De kapper van keizerin Eugenie.
In het jaar 1856 woonde op de Place de la Madeleine te Parijs een knappe dameskapper, Leroi genaamd, die er voortdurend op zon bizonder in zijn vak uit te blinken en zijn collega's de loef af te steken.
Langen tijd wilde hem geen middel invallen, maar eindelijk kwam een gunstig toeval hem te hulp.
Onder zijn klanten had hij dames van hoogen adel, o.a. gravin M., een gunsteling van keizerin Eugenie. Toen hij op zekeren dag in de voorkamer bij deze wachtte, verstond hij tamelijk duidelijk, hoe in de kamer er naast de gravin halfluid tot hare kamenier zeide: ‘Nu moet ik nog een half uur onder de handen van Leroi doorbrengen; het is toch lastig, dat gij niet kunt kappen.’
‘O, ik kan het wel,’ antwoordde het meisje.
‘Maar lang zoo goed niet,’ viel haar meesteres haar in de rede.
‘Dat is zoo, mevrouw. Maar eigenlijk treft men in geen enkel voornaam huis een kamenier aan, die zoo goed kappen kan als een dameskapper. De heeren hebben hun vak jaren lang bestudeerd, en hebben niets anders te doen.’
‘Daar hebt ge gelijk in,’ antwoordde de gravin zuchtend, ‘en daarom zien wij ons genoodzaakt, deze menschen met hun handen, waarmee ze juist een ander gekapt hebben, in ons haar te laten omwoelen.’
Dit laatste gesprek, dat zijn gunstig gesternte hem had doen afluisteren, bracht den vernuftigen Leroi plotseling op een goeden inval.
Nu werd hij evenwel bij de gravin geroepen, en kapte haar met zijn gewone bekwaamheid zeer goed en sierlijk. Nadat zij zich in den spiegel bekeken had, verklaarde zij lachend, dat zij zeer tevreden over hem was.
‘Den volgenden keer zal zij nog tevredener zijn,’ dacht de haarkunstenaar, toen hij haar verliet, en nog denzelfden dag kocht hij eenige dozijnen der fijnste en zachtste gele glacé-handschoenen; want geel was toen juist voor handschoenen de modekleur.

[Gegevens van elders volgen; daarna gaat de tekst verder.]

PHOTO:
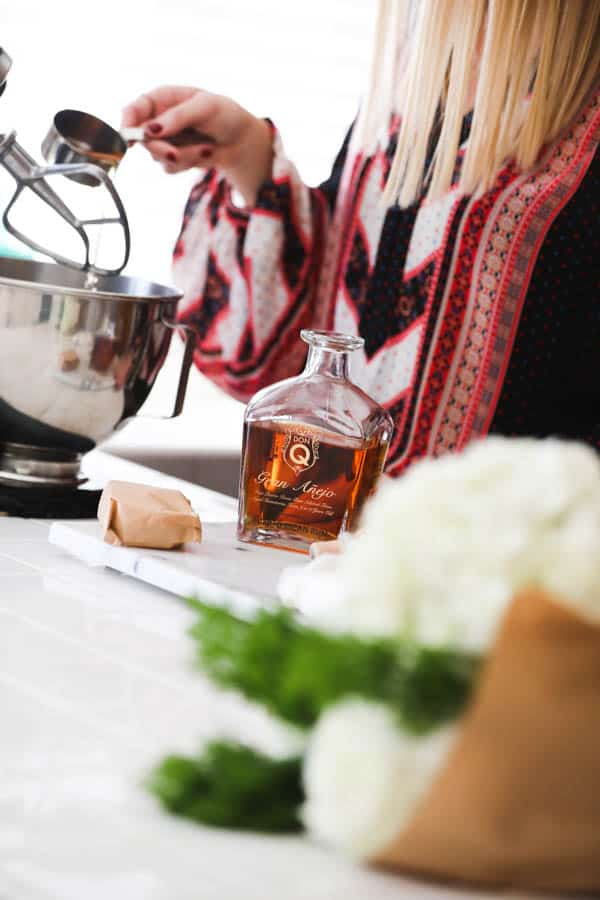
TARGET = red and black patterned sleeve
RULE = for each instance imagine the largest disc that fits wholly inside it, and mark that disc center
(250, 277)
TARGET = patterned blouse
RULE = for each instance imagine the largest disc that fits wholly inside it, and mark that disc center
(479, 314)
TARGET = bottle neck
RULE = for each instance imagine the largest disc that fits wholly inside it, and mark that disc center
(321, 361)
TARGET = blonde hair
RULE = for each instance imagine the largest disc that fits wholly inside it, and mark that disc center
(523, 66)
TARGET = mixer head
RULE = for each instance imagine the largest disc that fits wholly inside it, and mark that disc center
(29, 176)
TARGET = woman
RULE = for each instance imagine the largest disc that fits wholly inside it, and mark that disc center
(458, 232)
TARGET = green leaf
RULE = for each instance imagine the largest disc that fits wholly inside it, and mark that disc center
(296, 672)
(232, 786)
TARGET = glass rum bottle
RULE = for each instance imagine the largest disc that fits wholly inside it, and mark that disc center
(314, 447)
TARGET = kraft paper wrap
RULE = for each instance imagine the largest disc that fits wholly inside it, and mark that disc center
(138, 515)
(517, 803)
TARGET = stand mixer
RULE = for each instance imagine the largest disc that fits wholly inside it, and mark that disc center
(80, 346)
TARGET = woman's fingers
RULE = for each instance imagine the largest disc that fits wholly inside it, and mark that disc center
(153, 103)
(193, 112)
(178, 159)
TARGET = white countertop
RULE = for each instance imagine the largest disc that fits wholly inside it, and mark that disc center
(96, 684)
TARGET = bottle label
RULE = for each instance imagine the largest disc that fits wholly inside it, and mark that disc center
(300, 451)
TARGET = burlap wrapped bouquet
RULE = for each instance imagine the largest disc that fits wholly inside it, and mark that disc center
(445, 669)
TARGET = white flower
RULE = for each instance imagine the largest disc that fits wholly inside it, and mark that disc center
(443, 550)
(363, 776)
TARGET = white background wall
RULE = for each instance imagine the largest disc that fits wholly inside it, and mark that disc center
(303, 64)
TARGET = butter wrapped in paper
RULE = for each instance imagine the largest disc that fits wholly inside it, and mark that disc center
(140, 515)
(517, 802)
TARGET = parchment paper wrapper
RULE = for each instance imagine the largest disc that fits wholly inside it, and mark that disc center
(518, 801)
(138, 515)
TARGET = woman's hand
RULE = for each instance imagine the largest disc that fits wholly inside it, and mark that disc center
(241, 144)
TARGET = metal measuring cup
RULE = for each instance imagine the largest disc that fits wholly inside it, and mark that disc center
(79, 137)
(76, 137)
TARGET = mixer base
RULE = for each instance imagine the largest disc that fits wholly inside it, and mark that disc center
(48, 503)
(44, 483)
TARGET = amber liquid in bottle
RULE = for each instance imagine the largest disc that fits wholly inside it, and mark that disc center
(302, 484)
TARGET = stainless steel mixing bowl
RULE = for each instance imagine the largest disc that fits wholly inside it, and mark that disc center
(74, 361)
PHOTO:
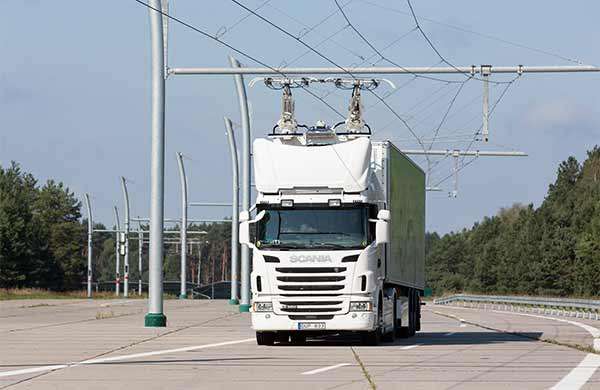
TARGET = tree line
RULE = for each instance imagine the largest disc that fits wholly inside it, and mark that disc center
(43, 241)
(553, 249)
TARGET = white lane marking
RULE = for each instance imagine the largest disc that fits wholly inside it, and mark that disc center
(33, 370)
(580, 374)
(319, 370)
(586, 368)
(410, 346)
(595, 332)
(122, 357)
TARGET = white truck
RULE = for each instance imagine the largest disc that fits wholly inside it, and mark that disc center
(338, 243)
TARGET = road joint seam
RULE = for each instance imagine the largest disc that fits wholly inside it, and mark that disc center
(364, 369)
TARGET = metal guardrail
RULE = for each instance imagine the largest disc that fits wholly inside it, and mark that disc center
(566, 307)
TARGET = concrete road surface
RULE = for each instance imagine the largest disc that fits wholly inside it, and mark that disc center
(80, 344)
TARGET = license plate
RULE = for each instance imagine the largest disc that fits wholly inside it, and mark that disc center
(311, 325)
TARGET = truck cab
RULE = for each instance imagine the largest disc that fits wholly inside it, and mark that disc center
(320, 247)
(338, 236)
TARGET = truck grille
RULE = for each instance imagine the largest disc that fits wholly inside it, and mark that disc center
(301, 287)
(310, 270)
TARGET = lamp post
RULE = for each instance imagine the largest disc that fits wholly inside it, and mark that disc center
(183, 230)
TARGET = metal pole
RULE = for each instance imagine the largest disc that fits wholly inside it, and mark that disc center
(476, 153)
(126, 256)
(183, 235)
(90, 232)
(234, 213)
(472, 69)
(140, 270)
(246, 174)
(117, 255)
(155, 316)
(485, 73)
(212, 278)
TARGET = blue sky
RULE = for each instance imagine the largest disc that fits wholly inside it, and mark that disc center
(74, 92)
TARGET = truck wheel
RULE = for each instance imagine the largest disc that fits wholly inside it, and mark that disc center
(409, 330)
(282, 337)
(418, 325)
(390, 336)
(265, 338)
(298, 338)
(412, 307)
(374, 337)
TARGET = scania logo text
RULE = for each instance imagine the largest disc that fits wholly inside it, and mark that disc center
(310, 259)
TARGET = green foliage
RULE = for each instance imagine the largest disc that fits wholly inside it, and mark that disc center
(551, 250)
(40, 233)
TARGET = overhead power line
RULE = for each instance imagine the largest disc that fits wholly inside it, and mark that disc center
(285, 32)
(379, 53)
(480, 34)
(434, 48)
(231, 47)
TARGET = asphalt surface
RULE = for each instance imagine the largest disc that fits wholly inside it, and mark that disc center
(80, 344)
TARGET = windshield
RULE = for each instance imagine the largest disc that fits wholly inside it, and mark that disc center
(313, 228)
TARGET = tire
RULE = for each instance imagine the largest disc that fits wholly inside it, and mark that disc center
(418, 322)
(390, 336)
(282, 337)
(265, 338)
(409, 331)
(298, 338)
(373, 337)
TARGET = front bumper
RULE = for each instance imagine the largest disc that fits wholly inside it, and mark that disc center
(353, 321)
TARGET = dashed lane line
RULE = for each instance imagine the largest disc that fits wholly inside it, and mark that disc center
(323, 369)
(410, 346)
(121, 358)
(579, 375)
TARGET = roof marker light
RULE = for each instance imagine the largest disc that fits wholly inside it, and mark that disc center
(335, 202)
(287, 203)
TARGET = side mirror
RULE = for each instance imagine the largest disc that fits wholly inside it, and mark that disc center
(245, 221)
(244, 233)
(382, 232)
(244, 216)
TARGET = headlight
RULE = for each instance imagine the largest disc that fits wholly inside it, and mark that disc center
(263, 306)
(361, 306)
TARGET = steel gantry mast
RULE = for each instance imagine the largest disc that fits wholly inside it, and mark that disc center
(158, 21)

Reeds na verloop van een week moest hij de gravin weer voor een feestelijke gelegenheid kappen. Toen hij zijn werk zou beginnen, trok hij een paar nieuwe gele glacé-handschoenen aan, en kapte met deze aan de handen de gravin evengoed als vroeger.
‘Dat is iets nieuws!’ riep de gravin verrast uit.
‘Mevrouw,’ antwoordde hij, ‘ik heb dit bedacht, omdat ik meende te weten dat dit voor de dames aangenamer zou zijn.’
‘U bent een genie, mijnheer Leroi. Met zulke uitstekende ideeën kan het niet anders of het moet u wel goed gaan.’
Bij zijn andere voorname damesklanten deed hij evenzoo. Iederen keer gebruikte hij een paar nieuwe handschoenen, welke de dames natuurlijk betalen moesten, maar ze deden het met genoegen.
Ook keizerin Eugenie hoorde van het nieuwtje. Zij liet hem bij zich komen, om zich met zijn van handschoenen voorziene handen te laten kappen, en benoemde hem, daar zij buitengewoon tevreden over hem was, tot haren hofkapper.